Folder 'C:/Users/benog/OneDrive/Documents/Grad School/USD/ADS 509 Text Mining/lyrics/posty' exists. Removing it and creating a new one.
Total pages fetched: 0
Time taken: 2941.5527362823486 seconds


In [51]:
print(f"Total run time was {round((time.time() - start)/3600,2)} hours.")

Total run time was 1.0 hours.


---

# Evaluation

This assignment asks you to pull data by scraping www.AZLyrics.com.  After you have finished the above sections , run all the cells in this notebook. Print this to PDF and submit it, per the instructions.

In [52]:
# Simple word extractor from Peter Norvig: https://norvig.com/spell-correct.html
def words(text): 
    return re.findall(r'\w+', text.lower())

## Checking Lyrics 

The output from your lyrics scrape should be stored in files located in this path from the directory:
`/lyrics/[Artist Name]/[filename from URL]`. This code summarizes the information at a high level to help the instructor evaluate your work. 

In [53]:
artist_folders = os.listdir("lyrics/")
artist_folders = [f for f in artist_folders if os.path.isdir("lyrics/" + f)]

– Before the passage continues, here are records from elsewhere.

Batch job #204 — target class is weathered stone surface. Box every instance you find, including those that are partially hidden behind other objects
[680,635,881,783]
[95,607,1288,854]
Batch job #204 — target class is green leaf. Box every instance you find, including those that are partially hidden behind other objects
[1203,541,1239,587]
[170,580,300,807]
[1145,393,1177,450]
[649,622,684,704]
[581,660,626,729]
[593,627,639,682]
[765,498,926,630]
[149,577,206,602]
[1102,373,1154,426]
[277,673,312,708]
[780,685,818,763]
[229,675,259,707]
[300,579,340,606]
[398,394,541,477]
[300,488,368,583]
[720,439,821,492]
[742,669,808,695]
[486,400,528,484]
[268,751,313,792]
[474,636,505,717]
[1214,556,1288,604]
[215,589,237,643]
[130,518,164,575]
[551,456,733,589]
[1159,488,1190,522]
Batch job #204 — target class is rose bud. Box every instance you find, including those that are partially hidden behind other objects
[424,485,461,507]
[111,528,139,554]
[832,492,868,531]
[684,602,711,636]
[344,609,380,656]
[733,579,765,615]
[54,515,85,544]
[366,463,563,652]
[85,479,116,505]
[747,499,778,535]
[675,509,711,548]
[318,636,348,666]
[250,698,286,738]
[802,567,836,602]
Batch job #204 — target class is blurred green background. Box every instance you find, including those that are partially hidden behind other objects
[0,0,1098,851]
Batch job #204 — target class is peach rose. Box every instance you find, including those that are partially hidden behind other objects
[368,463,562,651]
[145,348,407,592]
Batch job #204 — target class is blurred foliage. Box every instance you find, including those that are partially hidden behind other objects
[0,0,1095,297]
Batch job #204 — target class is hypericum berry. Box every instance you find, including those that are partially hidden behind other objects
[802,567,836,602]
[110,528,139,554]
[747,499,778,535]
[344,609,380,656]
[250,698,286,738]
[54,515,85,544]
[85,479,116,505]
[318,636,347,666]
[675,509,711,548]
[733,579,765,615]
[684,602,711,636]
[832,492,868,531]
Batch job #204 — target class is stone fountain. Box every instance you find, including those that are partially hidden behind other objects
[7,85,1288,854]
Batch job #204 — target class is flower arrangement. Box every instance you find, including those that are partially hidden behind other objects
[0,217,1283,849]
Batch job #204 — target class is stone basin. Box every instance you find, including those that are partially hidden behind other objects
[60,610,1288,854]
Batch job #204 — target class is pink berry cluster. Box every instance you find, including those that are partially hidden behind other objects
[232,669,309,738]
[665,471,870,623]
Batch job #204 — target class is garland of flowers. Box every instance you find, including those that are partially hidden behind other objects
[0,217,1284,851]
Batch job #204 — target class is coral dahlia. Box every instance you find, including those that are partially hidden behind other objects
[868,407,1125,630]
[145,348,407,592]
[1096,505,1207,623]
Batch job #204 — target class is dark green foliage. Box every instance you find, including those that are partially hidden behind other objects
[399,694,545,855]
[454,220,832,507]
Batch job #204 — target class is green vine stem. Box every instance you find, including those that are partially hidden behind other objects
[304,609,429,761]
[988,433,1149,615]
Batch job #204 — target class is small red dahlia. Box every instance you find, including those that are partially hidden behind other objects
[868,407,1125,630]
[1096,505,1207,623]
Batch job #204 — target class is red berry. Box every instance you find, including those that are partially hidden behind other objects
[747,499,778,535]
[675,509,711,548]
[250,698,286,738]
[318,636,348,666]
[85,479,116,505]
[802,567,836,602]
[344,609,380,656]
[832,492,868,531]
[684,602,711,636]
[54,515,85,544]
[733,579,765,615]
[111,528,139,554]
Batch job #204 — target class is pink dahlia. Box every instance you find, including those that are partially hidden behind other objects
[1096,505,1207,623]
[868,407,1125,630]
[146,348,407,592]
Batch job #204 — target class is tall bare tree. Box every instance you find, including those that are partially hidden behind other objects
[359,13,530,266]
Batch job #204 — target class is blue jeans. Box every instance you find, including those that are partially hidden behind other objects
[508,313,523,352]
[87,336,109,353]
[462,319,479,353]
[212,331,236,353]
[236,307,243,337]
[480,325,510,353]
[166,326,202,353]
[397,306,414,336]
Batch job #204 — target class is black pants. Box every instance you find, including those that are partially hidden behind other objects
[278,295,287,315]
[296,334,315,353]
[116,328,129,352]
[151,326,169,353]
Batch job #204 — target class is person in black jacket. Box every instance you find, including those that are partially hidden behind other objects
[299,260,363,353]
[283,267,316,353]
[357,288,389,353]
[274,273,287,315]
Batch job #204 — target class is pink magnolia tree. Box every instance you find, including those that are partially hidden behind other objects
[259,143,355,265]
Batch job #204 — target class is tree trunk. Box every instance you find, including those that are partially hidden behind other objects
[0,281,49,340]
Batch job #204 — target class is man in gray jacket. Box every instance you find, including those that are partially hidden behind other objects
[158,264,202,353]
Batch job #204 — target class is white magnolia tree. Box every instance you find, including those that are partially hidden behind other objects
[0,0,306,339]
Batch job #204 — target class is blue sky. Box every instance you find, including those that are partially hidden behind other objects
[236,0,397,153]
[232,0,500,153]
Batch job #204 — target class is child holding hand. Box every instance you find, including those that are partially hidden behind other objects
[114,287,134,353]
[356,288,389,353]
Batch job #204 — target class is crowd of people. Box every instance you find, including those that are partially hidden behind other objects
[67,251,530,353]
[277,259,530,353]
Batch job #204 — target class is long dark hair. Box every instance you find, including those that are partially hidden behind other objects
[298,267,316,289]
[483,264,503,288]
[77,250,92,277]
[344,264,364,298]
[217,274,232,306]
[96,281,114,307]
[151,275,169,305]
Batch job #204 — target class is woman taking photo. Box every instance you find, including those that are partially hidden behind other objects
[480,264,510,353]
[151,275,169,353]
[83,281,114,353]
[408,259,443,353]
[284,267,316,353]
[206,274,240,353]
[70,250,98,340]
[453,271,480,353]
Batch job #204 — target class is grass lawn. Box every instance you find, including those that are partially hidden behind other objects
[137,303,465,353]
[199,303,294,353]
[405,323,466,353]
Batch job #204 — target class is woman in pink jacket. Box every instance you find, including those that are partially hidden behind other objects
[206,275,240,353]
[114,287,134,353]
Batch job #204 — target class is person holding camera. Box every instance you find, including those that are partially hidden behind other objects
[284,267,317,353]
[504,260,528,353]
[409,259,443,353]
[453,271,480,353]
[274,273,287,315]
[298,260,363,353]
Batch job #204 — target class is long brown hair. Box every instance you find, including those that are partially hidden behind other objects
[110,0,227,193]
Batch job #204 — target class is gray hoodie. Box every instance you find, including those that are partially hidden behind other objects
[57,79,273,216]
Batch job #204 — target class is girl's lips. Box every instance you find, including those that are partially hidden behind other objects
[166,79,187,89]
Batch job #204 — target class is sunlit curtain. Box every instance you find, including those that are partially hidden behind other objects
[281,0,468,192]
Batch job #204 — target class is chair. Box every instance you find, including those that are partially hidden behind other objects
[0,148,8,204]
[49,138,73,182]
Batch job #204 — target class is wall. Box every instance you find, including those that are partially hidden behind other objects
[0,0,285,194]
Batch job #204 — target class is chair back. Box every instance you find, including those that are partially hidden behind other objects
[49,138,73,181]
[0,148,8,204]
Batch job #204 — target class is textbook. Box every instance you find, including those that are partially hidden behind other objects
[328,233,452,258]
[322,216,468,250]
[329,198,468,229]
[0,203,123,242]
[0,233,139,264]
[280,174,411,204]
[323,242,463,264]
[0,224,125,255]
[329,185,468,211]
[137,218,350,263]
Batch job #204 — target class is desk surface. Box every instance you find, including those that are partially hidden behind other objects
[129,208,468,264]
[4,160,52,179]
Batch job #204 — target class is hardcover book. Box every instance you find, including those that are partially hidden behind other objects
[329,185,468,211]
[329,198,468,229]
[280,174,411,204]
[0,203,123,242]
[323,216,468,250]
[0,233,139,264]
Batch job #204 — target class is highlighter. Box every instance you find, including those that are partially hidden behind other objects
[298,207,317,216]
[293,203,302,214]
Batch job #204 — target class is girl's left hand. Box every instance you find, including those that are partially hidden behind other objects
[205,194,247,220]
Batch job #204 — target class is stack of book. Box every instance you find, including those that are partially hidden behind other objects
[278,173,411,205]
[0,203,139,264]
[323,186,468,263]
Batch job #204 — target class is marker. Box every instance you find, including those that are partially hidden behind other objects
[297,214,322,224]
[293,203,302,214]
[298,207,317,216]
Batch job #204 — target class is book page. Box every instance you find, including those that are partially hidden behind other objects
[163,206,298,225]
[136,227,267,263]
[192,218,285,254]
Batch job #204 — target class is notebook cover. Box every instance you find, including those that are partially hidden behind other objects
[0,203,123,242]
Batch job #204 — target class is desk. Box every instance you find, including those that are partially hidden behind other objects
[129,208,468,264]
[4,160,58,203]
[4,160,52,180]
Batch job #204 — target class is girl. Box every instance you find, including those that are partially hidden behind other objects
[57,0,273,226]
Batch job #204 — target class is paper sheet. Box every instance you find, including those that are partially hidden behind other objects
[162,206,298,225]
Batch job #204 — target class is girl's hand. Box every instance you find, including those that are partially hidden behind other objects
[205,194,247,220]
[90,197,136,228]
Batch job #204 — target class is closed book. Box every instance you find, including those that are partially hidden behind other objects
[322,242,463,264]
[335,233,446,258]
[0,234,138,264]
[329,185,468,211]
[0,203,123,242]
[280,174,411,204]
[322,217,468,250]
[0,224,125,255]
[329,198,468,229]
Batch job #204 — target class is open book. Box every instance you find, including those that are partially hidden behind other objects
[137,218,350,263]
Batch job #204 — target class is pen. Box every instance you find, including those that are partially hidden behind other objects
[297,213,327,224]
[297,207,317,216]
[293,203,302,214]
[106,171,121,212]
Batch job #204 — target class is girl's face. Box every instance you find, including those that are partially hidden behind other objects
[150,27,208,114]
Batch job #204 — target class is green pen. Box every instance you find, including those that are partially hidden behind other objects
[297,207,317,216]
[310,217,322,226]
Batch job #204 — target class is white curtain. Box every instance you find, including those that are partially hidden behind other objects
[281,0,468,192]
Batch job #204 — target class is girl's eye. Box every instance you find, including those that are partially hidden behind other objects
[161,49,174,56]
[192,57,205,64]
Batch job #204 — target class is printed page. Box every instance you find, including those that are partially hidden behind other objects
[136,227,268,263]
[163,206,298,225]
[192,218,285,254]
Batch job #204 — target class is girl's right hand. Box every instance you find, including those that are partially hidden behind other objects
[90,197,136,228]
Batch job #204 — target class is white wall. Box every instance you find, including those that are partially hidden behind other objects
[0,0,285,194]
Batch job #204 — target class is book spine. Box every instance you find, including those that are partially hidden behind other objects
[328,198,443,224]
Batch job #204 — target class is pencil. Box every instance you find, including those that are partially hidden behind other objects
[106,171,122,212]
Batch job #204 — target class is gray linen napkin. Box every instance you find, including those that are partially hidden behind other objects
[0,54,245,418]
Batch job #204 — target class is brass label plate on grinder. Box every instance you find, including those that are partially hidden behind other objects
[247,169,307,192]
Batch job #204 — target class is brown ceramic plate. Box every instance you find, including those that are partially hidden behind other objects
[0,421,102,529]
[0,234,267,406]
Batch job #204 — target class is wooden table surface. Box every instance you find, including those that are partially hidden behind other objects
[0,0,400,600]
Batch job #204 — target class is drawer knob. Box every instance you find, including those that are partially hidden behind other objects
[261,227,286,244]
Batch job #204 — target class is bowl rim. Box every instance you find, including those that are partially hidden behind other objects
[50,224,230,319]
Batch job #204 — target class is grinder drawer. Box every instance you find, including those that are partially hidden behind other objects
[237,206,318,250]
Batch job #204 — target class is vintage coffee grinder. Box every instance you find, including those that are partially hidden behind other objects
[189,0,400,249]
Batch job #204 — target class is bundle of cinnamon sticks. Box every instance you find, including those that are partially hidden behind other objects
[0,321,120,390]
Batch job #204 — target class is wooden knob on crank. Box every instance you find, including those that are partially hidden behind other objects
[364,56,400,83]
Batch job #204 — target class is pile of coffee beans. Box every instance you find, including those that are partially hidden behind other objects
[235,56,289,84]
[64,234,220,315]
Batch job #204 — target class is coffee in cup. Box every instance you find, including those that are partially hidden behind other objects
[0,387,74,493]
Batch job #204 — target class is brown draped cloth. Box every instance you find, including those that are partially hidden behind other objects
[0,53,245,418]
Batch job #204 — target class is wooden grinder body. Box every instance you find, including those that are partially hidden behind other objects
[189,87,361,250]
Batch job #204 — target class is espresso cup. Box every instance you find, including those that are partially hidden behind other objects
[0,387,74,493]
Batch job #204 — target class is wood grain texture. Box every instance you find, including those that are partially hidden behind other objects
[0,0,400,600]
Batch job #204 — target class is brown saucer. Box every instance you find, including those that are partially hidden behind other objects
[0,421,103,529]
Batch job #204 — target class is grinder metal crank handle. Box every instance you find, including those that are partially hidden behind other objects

for artist in artist_folders : 
    artist_files = os.listdir("lyrics/" + artist)
    artist_files = [f for f in artist_files if 'txt' in f or 'csv' in f or 'tsv' in f]

    print(f"For {artist} we have {len(artist_files)} files.")

    artist_words = []

    for f_name in artist_files : 
        with open("lyrics/" + artist + "/" + f_name) as infile : 
            artist_words.extend(words(infile.read()))

            
    print(f"For {artist} we have roughly {len(artist_words)} words, {len(set(artist_words))} are unique.")


For posty we have 147 files.
For posty we have roughly 56180 words, 3824 are unique.
For slipknot we have 132 files.
For slipknot we have roughly 43801 words, 3570 are unique.